2013 〈MY BEST ALBUM 25〉~No.2

 

【No.2】Blood Orange - Cupid Deluxe

Cupid Deluxe

Fatboy Slim、Prince、Aphex Twim…

彼らにはそれとは違う名前がいくつもある。

何故そんなに名前を変えるんだろうか?名を一つにしても十分な名声を手にしているし、意欲作や問題作は同じ名でも生まれてくる可能性はある。と普通に疑問を抱いていた時期もあったが、思うに、単に名前を変える=心機一転という脈絡ではなく、もっと己のミュージックライフの根元を掘り返すような動機が、名を変えて作品を作る原因なのではないか。その動機と原因が起こす化学反応式は、変名の数=多作家の証という方程式なのだとしたら、名前の数だって胸を張る指標の一つにもなりえる。もちろん、変名したからといって名作を残せるわけではないし、自らの欲求で生み出したモノが全て受け入れられるほど、世の中は甘くないだろう。

しかし、時代を作る天才というのはそういう方程式や世の中の定説を裏切る形で爪跡を残すものなのかもしれない。現に“Dev Hynes”なるヒューストン出身の黒人は2005年にTest Icicles(以下“TI”)の一員として英国デビューし、ハードロック、パンク、メタル、ディスコなどを原材料にエレクトロやヒップホップに至るまで、ニューエイジのカリスマとして大きな衝撃を音楽シーンにもたらした。今改めて聴いてもカッコイ。ザ・ローファイ。

アグレッシブ過ぎるほどの熱量を持って活動し、各音楽メディアにも賞賛されたTIも1枚のアルバムを残し、僅か2年の活動期間で突如解散。
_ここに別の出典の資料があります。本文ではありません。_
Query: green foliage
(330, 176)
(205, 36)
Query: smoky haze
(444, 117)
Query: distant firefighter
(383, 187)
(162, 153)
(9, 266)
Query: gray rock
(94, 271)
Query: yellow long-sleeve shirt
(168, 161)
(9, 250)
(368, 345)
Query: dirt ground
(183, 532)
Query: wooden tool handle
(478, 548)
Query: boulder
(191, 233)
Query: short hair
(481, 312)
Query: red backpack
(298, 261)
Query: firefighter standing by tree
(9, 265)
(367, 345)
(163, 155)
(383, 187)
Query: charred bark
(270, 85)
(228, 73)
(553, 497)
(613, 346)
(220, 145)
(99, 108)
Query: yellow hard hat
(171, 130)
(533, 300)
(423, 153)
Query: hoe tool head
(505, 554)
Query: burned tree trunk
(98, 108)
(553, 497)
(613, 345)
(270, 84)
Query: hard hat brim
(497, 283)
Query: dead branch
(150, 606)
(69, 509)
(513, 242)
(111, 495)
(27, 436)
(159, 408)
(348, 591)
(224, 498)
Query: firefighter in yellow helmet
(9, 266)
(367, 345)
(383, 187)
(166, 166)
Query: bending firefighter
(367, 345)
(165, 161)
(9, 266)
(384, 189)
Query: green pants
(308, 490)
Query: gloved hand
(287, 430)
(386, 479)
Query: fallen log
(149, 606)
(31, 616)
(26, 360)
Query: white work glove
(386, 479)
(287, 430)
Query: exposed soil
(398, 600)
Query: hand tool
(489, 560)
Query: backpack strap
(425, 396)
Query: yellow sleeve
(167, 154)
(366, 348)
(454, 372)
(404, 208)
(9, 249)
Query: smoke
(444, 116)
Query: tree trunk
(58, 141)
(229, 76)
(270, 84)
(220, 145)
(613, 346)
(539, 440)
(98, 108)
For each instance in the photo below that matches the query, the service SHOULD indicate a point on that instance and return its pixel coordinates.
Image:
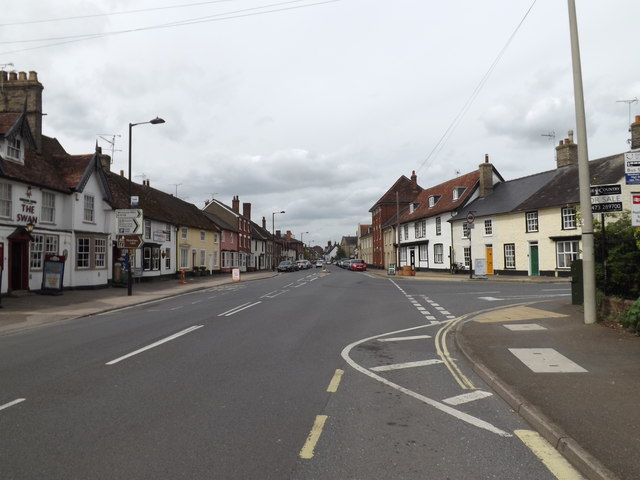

正直、未だにもったいないと思っているので、いつ再結成してくれても構いません...

そんなセンセーションなデビューとは裏腹に次なる変名:Lightspeed Champion(以下“LC”)ではあっと驚く変化を遂げる。それまでのHynesはローファイで奇天烈、ジャンルやルーツから外れることが自らのアイデンティティと言わんばかりの音楽性だったのに、LCでは一気にフォークミュージックを自分の核としている。この頃から彼の特性というか、単に多作家というミュージシャン家業にだけ依存することなく、「いま求められるべき音」を「求められるタイミング」でシーンに打ち出す才能が彼にあることを証明している。

 LCでは2枚のアルバムを発表。他にもThe Chemical BrothersBasement Jaxx等の作品にゲスト参加。さらにSolange(Beyoncéの実妹)のプロデュースを手掛けるなど、もう人気者以上にワーカホリックな一面も見せている。

 

このような活動歴をフラッシュバックして、やっと本題のBlood Orangeである。2011年に発起されたこの変名活動。昨今のR&B/ソウルとインディーロックの接近を暗示するかのように、2013年のこのタイミングでシーンとバッチリ噛み合ったのが流石。この『Cupid Deluxe』は2枚目のフルアルバムだが、前作『Coastal Grooves』以上にR&B、そしてソウルフルなインディーロックの香りを強めた内容になっている。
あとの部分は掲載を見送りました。